GM announced plans to close nine plants and eliminate 30,000 jobs earlier this year. Both of the U.S. companies have been steadily reducing their workforces and trimming production capacity as a result.

The trend has been accelerated in the past year by high gas prices that reduced sport-utility vehicle sales, a paucity of innovative products and inability to cut core costs like pensions and healthcare.

GM and Ford problems are also reflected in major U.S. suppliers, including Delphi, which is now working on a bankruptcy restructuring plan that includes eliminating thousands of jobs and cutting wages and benefits for those that remain on the payroll. Delphi was spun off from GM in 1999. Ford's Visteon has been going through similar struggles.

Detroit's problems are generating new demands among politicians for a federal bailout of the auto companies that would likely be more costly than the Chrysler loan guarantees of 1979. Michigan Gov. Jennifer Granholm has all but called for a federal bailout, as well as trade policy reforms aimed at foreign competitors, in a news release on her re-election campaign web site:

"Granholm said she was not calling for a government-sponsored bailout of GM or Ford. But she said Michigan alone had lost 200,000 manufacturing jobs over the last five years and that a bipartisan consensus was urgently needed to get Bush to help shore up America's industrial backbone.
"'The president needs to understand how critical it is, not just for Michigan, but for all these manufacturing states,' she said."

Translation: This is the setup for bailout proposals that will be forthcoming early next year after Granholm and like-minded politicos announce something along the lines of "just like he didn't understand Katrina, Bush doesn't understand how serious this crisis is, so we must act."

The Chrysler bailout consisted of $250 million in federal loan guarantees, which were subsequently repaid ahead of schedule by the company. Proposals for a new bailout would almost certainly go far beyond loan guarantees and could include federal assumption of large portions of Ford and GM's pension and healthcare costs.

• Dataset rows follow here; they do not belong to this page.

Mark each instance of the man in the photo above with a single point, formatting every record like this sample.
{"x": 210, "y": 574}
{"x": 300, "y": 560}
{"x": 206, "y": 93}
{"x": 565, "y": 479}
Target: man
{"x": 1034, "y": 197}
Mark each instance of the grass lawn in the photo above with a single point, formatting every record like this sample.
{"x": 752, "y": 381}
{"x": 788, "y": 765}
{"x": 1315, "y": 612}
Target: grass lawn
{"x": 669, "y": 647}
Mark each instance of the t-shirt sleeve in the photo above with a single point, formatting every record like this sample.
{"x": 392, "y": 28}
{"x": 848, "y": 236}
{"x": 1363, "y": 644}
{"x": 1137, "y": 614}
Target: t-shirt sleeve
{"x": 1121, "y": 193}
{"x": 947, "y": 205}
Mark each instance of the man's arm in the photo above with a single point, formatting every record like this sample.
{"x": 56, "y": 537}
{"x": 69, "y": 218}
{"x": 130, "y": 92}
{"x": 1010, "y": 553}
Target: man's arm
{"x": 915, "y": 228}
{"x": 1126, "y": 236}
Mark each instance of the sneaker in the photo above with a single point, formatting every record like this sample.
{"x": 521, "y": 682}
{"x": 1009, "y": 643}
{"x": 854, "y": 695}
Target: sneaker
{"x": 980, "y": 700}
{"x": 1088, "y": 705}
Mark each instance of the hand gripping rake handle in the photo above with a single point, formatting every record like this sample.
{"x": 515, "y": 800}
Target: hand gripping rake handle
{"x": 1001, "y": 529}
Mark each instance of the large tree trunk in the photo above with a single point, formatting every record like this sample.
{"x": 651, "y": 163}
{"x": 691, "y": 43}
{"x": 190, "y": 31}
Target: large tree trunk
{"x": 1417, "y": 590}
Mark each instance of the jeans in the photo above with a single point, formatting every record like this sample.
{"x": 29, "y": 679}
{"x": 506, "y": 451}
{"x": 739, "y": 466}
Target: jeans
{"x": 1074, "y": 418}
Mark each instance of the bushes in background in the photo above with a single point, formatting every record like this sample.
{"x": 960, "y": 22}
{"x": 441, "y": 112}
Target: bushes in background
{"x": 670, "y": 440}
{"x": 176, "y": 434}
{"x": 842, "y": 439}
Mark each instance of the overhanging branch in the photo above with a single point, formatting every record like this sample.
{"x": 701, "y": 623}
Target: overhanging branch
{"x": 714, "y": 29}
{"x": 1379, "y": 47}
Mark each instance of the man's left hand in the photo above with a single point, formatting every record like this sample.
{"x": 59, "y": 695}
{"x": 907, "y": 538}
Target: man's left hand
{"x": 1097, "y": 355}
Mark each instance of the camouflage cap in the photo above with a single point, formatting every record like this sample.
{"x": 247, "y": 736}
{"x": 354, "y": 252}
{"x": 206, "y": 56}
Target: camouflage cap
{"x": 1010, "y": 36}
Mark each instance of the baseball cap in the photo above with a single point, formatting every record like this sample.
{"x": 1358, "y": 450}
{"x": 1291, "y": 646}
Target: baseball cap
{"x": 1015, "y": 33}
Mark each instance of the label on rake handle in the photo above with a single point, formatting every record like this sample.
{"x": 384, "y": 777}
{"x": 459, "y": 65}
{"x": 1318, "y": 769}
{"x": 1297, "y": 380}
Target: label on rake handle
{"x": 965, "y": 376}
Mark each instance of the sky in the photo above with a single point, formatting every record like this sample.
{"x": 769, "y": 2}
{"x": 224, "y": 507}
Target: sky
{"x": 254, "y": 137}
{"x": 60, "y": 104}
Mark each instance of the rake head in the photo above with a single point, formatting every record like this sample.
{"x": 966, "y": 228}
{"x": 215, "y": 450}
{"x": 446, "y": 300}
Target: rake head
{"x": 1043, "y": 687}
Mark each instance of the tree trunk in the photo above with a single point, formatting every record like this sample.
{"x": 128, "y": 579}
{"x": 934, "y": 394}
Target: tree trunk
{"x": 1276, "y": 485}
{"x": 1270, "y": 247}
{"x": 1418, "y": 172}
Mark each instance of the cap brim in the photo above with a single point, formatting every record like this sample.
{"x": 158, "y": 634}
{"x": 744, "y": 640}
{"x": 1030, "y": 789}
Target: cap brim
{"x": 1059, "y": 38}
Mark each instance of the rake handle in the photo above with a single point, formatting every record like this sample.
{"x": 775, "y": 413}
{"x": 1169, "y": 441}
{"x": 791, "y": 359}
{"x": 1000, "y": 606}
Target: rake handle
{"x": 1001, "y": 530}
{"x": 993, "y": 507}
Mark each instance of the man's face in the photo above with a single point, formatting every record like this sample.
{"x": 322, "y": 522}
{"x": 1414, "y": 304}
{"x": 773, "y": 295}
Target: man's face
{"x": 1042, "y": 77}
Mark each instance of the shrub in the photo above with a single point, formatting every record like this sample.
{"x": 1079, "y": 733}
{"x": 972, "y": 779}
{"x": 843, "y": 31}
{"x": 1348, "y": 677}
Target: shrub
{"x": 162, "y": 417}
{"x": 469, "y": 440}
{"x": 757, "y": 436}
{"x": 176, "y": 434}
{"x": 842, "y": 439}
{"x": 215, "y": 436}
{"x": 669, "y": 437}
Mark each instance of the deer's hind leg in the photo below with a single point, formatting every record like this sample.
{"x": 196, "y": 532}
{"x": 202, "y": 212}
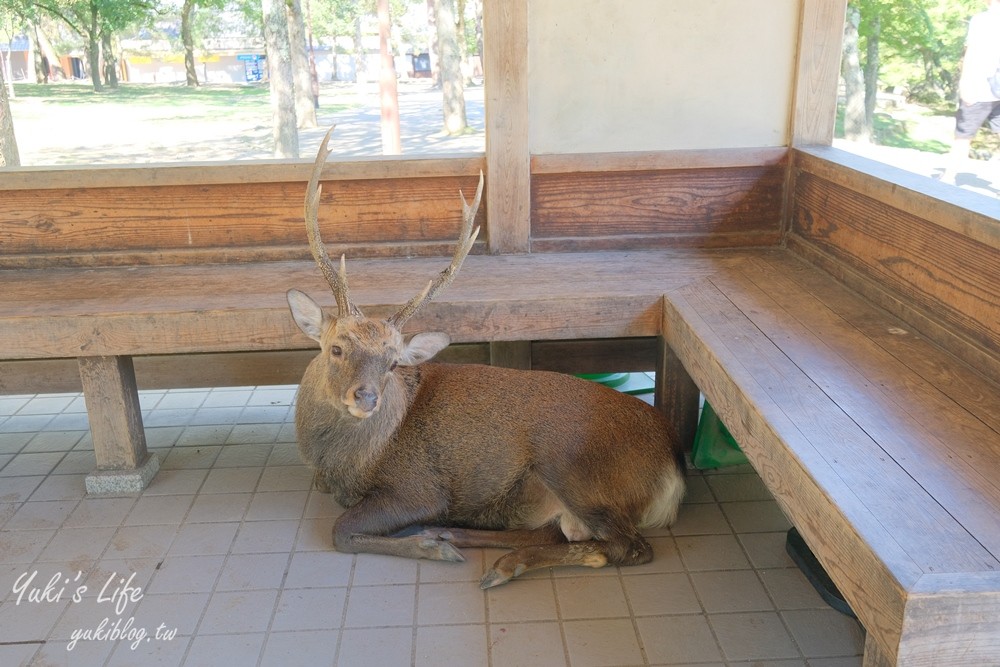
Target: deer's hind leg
{"x": 622, "y": 547}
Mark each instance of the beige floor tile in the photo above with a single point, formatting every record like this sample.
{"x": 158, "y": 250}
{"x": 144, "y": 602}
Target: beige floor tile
{"x": 375, "y": 647}
{"x": 660, "y": 594}
{"x": 380, "y": 606}
{"x": 747, "y": 486}
{"x": 176, "y": 482}
{"x": 825, "y": 633}
{"x": 141, "y": 541}
{"x": 232, "y": 480}
{"x": 152, "y": 510}
{"x": 447, "y": 604}
{"x": 731, "y": 591}
{"x": 436, "y": 571}
{"x": 700, "y": 519}
{"x": 451, "y": 646}
{"x": 591, "y": 597}
{"x": 266, "y": 537}
{"x": 286, "y": 478}
{"x": 527, "y": 645}
{"x": 309, "y": 648}
{"x": 215, "y": 650}
{"x": 59, "y": 487}
{"x": 310, "y": 609}
{"x": 277, "y": 505}
{"x": 790, "y": 589}
{"x": 372, "y": 569}
{"x": 711, "y": 552}
{"x": 245, "y": 572}
{"x": 753, "y": 636}
{"x": 175, "y": 611}
{"x": 187, "y": 574}
{"x": 199, "y": 539}
{"x": 756, "y": 516}
{"x": 219, "y": 507}
{"x": 523, "y": 601}
{"x": 238, "y": 612}
{"x": 310, "y": 569}
{"x": 604, "y": 642}
{"x": 766, "y": 550}
{"x": 678, "y": 639}
{"x": 42, "y": 515}
{"x": 77, "y": 544}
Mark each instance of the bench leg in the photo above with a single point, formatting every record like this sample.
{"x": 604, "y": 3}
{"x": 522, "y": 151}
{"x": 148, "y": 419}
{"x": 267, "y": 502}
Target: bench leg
{"x": 511, "y": 354}
{"x": 109, "y": 389}
{"x": 874, "y": 655}
{"x": 676, "y": 395}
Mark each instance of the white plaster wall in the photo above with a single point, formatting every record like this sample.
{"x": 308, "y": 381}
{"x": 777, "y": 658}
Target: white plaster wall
{"x": 633, "y": 75}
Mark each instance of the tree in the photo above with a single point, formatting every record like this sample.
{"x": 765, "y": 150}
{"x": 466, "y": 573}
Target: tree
{"x": 388, "y": 92}
{"x": 97, "y": 21}
{"x": 450, "y": 52}
{"x": 279, "y": 68}
{"x": 856, "y": 126}
{"x": 9, "y": 156}
{"x": 305, "y": 103}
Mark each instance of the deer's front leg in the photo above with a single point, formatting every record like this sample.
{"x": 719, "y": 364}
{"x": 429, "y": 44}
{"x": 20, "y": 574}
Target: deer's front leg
{"x": 366, "y": 528}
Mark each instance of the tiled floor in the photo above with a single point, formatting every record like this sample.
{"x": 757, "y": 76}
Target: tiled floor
{"x": 226, "y": 559}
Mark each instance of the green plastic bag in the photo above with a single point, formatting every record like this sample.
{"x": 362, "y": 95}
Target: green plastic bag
{"x": 714, "y": 447}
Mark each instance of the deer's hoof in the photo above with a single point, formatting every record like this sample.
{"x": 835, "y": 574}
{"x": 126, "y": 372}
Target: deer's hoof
{"x": 493, "y": 578}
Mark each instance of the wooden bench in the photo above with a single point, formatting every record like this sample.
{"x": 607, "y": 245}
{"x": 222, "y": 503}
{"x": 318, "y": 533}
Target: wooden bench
{"x": 845, "y": 328}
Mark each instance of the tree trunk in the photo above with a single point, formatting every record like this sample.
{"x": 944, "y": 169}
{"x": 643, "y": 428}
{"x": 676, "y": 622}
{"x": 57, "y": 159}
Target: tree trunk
{"x": 450, "y": 64}
{"x": 872, "y": 66}
{"x": 388, "y": 92}
{"x": 305, "y": 103}
{"x": 94, "y": 49}
{"x": 110, "y": 62}
{"x": 9, "y": 157}
{"x": 855, "y": 126}
{"x": 279, "y": 70}
{"x": 187, "y": 37}
{"x": 360, "y": 57}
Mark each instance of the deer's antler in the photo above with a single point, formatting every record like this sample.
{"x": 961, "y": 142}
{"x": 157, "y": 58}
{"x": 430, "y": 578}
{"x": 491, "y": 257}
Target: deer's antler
{"x": 336, "y": 278}
{"x": 465, "y": 242}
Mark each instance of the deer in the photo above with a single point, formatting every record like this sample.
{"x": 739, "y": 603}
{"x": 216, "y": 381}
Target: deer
{"x": 431, "y": 458}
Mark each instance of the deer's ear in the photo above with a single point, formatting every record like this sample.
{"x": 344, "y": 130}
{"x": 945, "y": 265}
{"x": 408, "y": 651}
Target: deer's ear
{"x": 424, "y": 346}
{"x": 306, "y": 313}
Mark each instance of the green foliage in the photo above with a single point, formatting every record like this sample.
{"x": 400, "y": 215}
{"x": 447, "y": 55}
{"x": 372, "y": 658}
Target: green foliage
{"x": 920, "y": 43}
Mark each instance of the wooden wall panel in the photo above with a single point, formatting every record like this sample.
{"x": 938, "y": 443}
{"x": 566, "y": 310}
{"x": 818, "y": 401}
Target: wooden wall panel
{"x": 940, "y": 275}
{"x": 227, "y": 221}
{"x": 707, "y": 207}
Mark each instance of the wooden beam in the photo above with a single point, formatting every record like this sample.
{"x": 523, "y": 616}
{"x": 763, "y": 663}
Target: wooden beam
{"x": 115, "y": 416}
{"x": 505, "y": 64}
{"x": 817, "y": 68}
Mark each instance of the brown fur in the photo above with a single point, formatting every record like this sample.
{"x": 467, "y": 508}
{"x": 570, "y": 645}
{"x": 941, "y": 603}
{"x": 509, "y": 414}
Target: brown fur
{"x": 478, "y": 447}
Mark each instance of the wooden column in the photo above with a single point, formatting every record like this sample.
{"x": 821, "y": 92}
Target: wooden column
{"x": 109, "y": 389}
{"x": 511, "y": 354}
{"x": 676, "y": 395}
{"x": 508, "y": 164}
{"x": 817, "y": 69}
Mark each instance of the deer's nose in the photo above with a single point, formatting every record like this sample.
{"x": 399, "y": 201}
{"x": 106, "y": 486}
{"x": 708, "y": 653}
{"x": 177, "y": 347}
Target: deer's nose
{"x": 365, "y": 399}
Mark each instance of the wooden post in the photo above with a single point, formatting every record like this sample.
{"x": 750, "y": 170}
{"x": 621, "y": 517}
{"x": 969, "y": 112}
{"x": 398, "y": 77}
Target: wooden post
{"x": 511, "y": 354}
{"x": 508, "y": 162}
{"x": 676, "y": 395}
{"x": 109, "y": 389}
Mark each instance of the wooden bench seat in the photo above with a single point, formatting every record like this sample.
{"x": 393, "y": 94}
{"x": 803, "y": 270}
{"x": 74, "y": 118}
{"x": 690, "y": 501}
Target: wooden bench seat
{"x": 881, "y": 447}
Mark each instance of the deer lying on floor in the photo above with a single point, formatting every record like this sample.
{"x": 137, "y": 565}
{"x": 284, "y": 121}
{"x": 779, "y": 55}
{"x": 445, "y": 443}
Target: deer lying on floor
{"x": 561, "y": 470}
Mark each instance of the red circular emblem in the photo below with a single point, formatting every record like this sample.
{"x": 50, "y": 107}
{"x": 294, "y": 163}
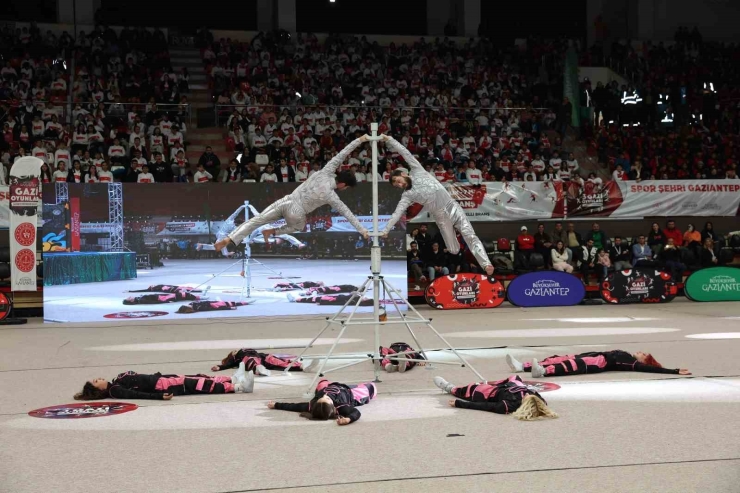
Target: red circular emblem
{"x": 128, "y": 315}
{"x": 25, "y": 234}
{"x": 86, "y": 410}
{"x": 25, "y": 260}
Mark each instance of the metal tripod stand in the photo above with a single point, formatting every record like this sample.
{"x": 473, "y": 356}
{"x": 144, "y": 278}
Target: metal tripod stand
{"x": 378, "y": 283}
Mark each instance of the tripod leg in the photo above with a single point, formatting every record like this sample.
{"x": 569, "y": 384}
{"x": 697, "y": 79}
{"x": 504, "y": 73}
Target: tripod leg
{"x": 429, "y": 324}
{"x": 341, "y": 333}
{"x": 328, "y": 324}
{"x": 408, "y": 326}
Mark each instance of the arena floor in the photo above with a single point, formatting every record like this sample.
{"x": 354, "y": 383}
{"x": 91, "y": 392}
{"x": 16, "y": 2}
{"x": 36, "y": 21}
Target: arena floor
{"x": 617, "y": 432}
{"x": 90, "y": 302}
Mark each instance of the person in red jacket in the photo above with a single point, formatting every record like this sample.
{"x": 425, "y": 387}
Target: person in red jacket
{"x": 524, "y": 241}
{"x": 671, "y": 231}
{"x": 525, "y": 244}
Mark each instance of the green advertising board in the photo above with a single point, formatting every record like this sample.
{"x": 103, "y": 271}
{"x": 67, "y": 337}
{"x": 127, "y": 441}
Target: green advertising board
{"x": 714, "y": 284}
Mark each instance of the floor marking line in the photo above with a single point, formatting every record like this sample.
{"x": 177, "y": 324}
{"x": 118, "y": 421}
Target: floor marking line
{"x": 522, "y": 471}
{"x": 684, "y": 340}
{"x": 423, "y": 391}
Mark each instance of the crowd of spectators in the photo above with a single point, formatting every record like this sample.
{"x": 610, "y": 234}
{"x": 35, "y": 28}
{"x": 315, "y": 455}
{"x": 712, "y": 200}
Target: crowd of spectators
{"x": 485, "y": 112}
{"x": 678, "y": 118}
{"x": 33, "y": 90}
{"x": 128, "y": 120}
{"x": 592, "y": 254}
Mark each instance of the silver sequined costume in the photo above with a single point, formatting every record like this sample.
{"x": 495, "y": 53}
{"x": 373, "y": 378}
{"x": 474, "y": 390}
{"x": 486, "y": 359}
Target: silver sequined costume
{"x": 318, "y": 190}
{"x": 255, "y": 237}
{"x": 447, "y": 213}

Meanwhile, November sales reports show continued slides at GM and Ford, while Toyota and other Japanese imports reported significant sales increases, according to The CarConnection's Joseph Szczesny:

"Car and pickup truck sales staged a very modest comeback in November while sales of sport-utility vehicles continued to tumble, cutting overall industry sales by 6 percent.
"The annualized rate of 16 million units, however, was better than the 15.4 million rate posted in October and offered automakers hope that sales would finish the year with a bang.
"Meanwhile, Toyota continued to gain market share on its American rivals by posting a 5-percent sales increase.
"GM's total sales dropped 11 percent, including a 3-percent drop in cars and weak sales of sport-utility vehicles, which dropped 16 percent. Ford, Lincoln and Mercury brands fell 18 percent and Chrysler fell 7 percent. The decline in Chrysler's sales ended an 18-month run of sales increases by the group."